I will say that some may find the final kill in the film puts the "over" in overkill. Given a lot of what led up to it though, perhaps it is not so extreme. Certainly, by Chang Cheh standards it isn't so extreme. By some modern standards it may actually seem somewhat tame.
While David Chiang's performance as Sau Ying in Strife For Mastery doesn't match or better his performance as Jian Nan in Chang Cheh's The Duel (of the Iron Fists), it still proves highly watchable. Really, all the main players do well. As one can imagine though, the twist and turn nature of the story creates a challenge for the actors to keep their characters convincing.
Strife For Mastery isn't what some may call a 'pure' sword film, as there are clearly moments where the film is sped up, and the use of wire work and trampolines out of panel seems to increase with the number of the plot twists. The strengths of the film then rests in the imagination of the fight choreography. In this, Raymond Lui is more than ably assisted by Chan Chuen as the action director. Chuen has worked on many films in this capacity, such as Chang Cheh's Boxer From Shantung, Chang Cheh's The Water Margin, Wong Fung's When Taekwondo Strikes, Wong Fung's Stoner, and Chang Cheh's All Men Are Brothers.
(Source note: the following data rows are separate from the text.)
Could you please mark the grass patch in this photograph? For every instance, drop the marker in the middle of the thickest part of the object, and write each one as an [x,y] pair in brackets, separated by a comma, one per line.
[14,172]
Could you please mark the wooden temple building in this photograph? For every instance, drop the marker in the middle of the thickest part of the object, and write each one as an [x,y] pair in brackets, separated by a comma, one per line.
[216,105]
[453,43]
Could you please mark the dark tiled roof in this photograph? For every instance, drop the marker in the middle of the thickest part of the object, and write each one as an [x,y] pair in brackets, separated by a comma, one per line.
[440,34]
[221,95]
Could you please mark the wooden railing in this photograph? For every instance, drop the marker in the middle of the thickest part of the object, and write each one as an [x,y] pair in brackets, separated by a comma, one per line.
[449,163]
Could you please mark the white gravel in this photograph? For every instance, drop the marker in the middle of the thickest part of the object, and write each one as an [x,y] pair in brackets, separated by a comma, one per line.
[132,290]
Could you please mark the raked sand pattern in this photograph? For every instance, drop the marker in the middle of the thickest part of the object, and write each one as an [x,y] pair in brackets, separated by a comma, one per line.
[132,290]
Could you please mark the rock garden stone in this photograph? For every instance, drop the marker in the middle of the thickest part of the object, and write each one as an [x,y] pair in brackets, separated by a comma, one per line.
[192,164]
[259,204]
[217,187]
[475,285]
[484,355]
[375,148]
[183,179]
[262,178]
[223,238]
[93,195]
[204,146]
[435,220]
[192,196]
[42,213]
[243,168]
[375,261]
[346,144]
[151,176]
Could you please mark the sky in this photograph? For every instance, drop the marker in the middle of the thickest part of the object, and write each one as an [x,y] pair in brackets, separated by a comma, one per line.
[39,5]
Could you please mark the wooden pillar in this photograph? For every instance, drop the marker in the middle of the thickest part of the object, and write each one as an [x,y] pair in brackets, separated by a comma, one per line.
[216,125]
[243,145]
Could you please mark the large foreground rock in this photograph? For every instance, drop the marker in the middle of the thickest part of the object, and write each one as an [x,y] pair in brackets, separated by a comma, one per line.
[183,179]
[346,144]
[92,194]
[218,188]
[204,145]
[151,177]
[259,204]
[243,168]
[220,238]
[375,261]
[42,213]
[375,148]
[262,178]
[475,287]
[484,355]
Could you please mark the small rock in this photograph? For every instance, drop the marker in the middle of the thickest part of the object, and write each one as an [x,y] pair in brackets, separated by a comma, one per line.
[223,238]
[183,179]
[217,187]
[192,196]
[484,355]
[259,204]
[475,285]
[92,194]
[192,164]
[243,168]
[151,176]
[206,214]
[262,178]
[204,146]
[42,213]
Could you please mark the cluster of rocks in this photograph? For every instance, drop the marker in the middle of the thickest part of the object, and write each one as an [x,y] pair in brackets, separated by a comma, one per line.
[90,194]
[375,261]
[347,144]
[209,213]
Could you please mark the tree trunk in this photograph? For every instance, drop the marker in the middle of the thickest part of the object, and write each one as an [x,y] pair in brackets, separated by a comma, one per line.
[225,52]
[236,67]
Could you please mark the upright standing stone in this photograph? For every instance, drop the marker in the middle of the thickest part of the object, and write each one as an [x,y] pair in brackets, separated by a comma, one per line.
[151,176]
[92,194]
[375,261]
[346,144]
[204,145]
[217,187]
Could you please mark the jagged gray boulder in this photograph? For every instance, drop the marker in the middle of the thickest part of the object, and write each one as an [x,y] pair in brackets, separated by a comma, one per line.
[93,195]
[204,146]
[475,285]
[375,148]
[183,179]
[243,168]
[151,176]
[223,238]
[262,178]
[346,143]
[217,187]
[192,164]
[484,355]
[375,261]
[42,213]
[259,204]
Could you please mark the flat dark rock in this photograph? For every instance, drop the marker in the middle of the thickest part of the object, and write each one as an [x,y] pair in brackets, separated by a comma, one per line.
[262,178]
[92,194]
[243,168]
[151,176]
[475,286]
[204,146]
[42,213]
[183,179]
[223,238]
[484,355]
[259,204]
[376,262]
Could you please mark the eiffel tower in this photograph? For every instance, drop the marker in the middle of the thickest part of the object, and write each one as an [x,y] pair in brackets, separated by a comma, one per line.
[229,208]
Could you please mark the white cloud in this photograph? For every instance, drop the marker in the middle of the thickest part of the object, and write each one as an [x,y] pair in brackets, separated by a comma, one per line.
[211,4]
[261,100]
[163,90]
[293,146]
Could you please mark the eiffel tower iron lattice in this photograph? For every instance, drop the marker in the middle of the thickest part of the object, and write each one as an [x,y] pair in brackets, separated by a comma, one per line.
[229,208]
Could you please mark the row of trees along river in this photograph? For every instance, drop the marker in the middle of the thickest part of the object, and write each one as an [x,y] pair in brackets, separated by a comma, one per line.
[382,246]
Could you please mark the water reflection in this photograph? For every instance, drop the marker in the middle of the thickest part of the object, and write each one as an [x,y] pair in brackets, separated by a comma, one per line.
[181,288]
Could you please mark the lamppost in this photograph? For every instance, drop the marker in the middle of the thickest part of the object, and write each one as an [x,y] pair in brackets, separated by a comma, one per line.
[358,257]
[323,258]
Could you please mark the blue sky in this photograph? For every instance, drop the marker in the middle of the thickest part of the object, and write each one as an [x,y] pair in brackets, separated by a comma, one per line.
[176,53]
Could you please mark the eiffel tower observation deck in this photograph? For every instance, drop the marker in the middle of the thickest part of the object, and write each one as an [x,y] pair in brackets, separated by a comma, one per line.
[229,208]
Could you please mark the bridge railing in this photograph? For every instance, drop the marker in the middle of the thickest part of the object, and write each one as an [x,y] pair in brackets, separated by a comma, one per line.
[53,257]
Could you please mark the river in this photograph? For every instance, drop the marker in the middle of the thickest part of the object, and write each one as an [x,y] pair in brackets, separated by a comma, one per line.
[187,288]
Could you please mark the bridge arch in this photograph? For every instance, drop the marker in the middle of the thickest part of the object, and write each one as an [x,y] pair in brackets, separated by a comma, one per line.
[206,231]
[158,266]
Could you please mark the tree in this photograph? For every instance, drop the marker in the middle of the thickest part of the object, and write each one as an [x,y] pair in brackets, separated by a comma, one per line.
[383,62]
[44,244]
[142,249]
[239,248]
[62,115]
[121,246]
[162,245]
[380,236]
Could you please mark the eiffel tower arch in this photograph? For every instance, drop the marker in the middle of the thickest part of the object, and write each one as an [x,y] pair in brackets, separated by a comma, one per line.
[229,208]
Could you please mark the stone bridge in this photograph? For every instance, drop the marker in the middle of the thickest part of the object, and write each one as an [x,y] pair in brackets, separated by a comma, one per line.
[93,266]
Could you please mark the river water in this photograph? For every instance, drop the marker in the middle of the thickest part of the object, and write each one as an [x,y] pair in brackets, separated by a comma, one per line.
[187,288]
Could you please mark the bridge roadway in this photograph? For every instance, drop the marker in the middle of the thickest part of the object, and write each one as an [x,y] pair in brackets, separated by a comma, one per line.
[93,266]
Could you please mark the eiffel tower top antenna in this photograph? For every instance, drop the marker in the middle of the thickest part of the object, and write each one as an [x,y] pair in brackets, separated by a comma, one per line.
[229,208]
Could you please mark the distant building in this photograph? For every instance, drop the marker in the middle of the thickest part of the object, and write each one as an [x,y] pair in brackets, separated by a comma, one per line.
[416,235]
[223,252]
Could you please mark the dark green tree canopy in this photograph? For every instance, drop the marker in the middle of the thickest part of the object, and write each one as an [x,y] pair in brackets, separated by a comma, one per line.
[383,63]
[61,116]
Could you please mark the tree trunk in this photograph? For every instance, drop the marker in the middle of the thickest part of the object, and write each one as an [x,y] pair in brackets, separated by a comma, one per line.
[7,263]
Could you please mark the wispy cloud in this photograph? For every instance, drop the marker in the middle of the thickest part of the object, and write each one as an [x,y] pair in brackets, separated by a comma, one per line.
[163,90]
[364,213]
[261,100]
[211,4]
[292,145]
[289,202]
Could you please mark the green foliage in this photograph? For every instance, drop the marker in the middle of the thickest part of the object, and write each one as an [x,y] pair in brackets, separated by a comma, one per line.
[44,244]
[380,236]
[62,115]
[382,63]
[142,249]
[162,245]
He would also direct films as well, most signficantly, if controversially, Fearless Hyena II.
The film company behind Strife For Mastery was Success Film (H.K.) Company Ltd. It isn't the storied company that Shaw or Golden Harvest is (was). Compared to them, Success Film (H.K.) Company Ltd. only made a mere handful of films. There were many such independant film companies that developed in the mid-70s, and while they may have lacked the budget of the bigger companies, they occasionally would manage to churn out a good film anyway. Out of the films that Success Film (H.K.) Company Ltd. produced, Strife For Mastery stands as their best effort for my money.